Buckley Salmon, Susie's brother, ten years younger than she is. His unplanned birth forced Abigail to cancel her plans for a teaching career. He sometimes sees Susie while she watches him in her heaven.

Grandma Lynn
Abigail's mother, an eccentric alcoholic who comes to live with her son-in-law and grandchildren after her daughter leaves.

George Harvey
Tthe Salmons' neighbor, who kills Susie and goes unpunished, even though the Salmons come to suspect him, then leaves Lansdale to kill again. Throughout the novel she refers to him as Mr. Harvey, the name she had addressed him by in life.

Ruth Connors
Aa girl Susie went to school with, whom her dead spirit touches as she leaves the earth. She becomes fascinated with Susie, despite barely having known her in her life, and devotes her life to writing about the visions of the dead she sees.

Ray Singh
A boy from India, (via England), the first and only boy to kiss Susie, and later, becomes Ruth's friend. Was first suspected by the police of murdering Susie, but later proves his alibi.

Ruana Singh
Ray's mother, with whom Abigail Salmon sometimes smokes cigarettes.

Samuel Heckler
Lindsey's boyfriend and later her husband.

Hal Heckler
Sameul's older brother who runs a motorcycle repair shop.

Len Fenerman
The police detective in charge of investigating Susie's death and finds her elbow. His wife commits suicide and he later has an affair with Abigail.

Clarissa
Susie's best friend on Earth. Susie explains that she admired Clarissa because she was always allowed to do things Susie was not, like wear platform shoes and smoke. She has a boyfriend named Brian.

Holly
Susie's best friend in heaven. While the text does not say so explicitly, it is implied she is Vietnamese American. She has no accent, although she did on earth, and took her name from Holly Golightly in Breakfast at Tiffany's. Her own life and death are never expanded upon.

Mr. DeWitt
The boy's soccer coach at school the coach said to him that Susie came to see him last night. Mr. DeWitt encourages Lindsey, a successful athlete, to try out for his team.

Mrs. DeWitt
Mr. DeWitt's wife, an English teacher at Susie's school. She teaches both Lindsey and Susie.

Holiday
Susie's dog.


Personal Reflections
‘The Lovely Bones’ is a touching story about life after death, and the story plots caught my attention immediately after I read the synopsis off the back of the book. It seemed like an enigmatic story, and it amazed me that Alice Sebold, the author, could come up with such a mind-wrecking plot and turn it into a five hundred plus pages book filled with creatively written emotions and sentiments.

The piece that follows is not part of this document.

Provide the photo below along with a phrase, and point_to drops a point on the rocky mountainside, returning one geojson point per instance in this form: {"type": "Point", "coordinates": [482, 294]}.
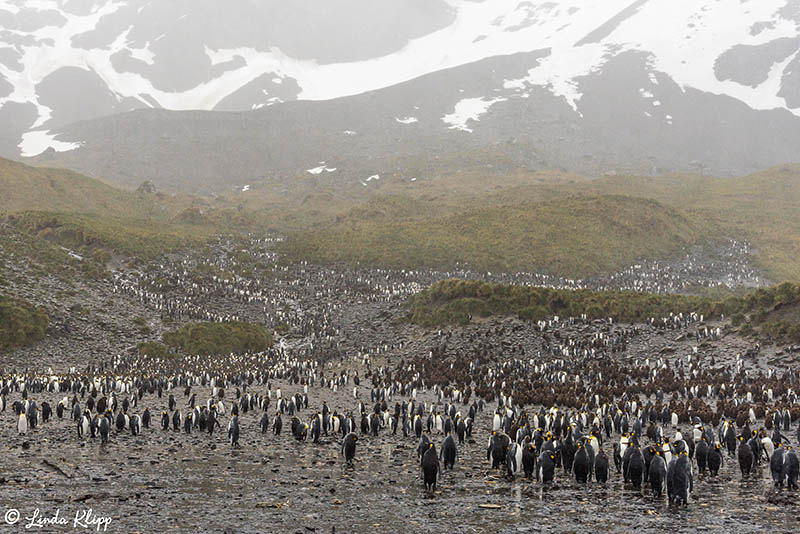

One of the main reasons I wanted this book so much because the movie was airing worldwide, and I wanted to read the book before even seeing the trailer online. The story first started with Susie exclaiming that she was already dead, living in her heaven where she got to do everything she liked. It was almost like a dream come true, Susie had everything she ever wanted and wished for –except being alive again.

Watching over her family and friends from heaven, Susie realised how much she missed her life on Earth, and watched woefully at her sister growing up, doing all the things she was never going to be able to do. She watched her family grieve over her death, watched her father lose his mind, her mother turn to another man for comfort, and her sister trying to be a tough cookie even though Susie knew her sister was aching inside.

The way Alice Sebold managed to write so emotionally made me feel sentimental when I was reading the book. Especially after I finished the story, a remaining sourness still lingered in my mind’s corner, reminding me about how Susie coped with her new home, and could still watch Earth despite her absence. ‘The Lovely Bones’ had even inspired me to write my own story of the same genre, and it was indeed hard to imagine my own ideas concerning life after death without copying Alice Sebold’s idea entirely.

This story provided a new perspective towards heaven and its perks, but it was definitely worth the read.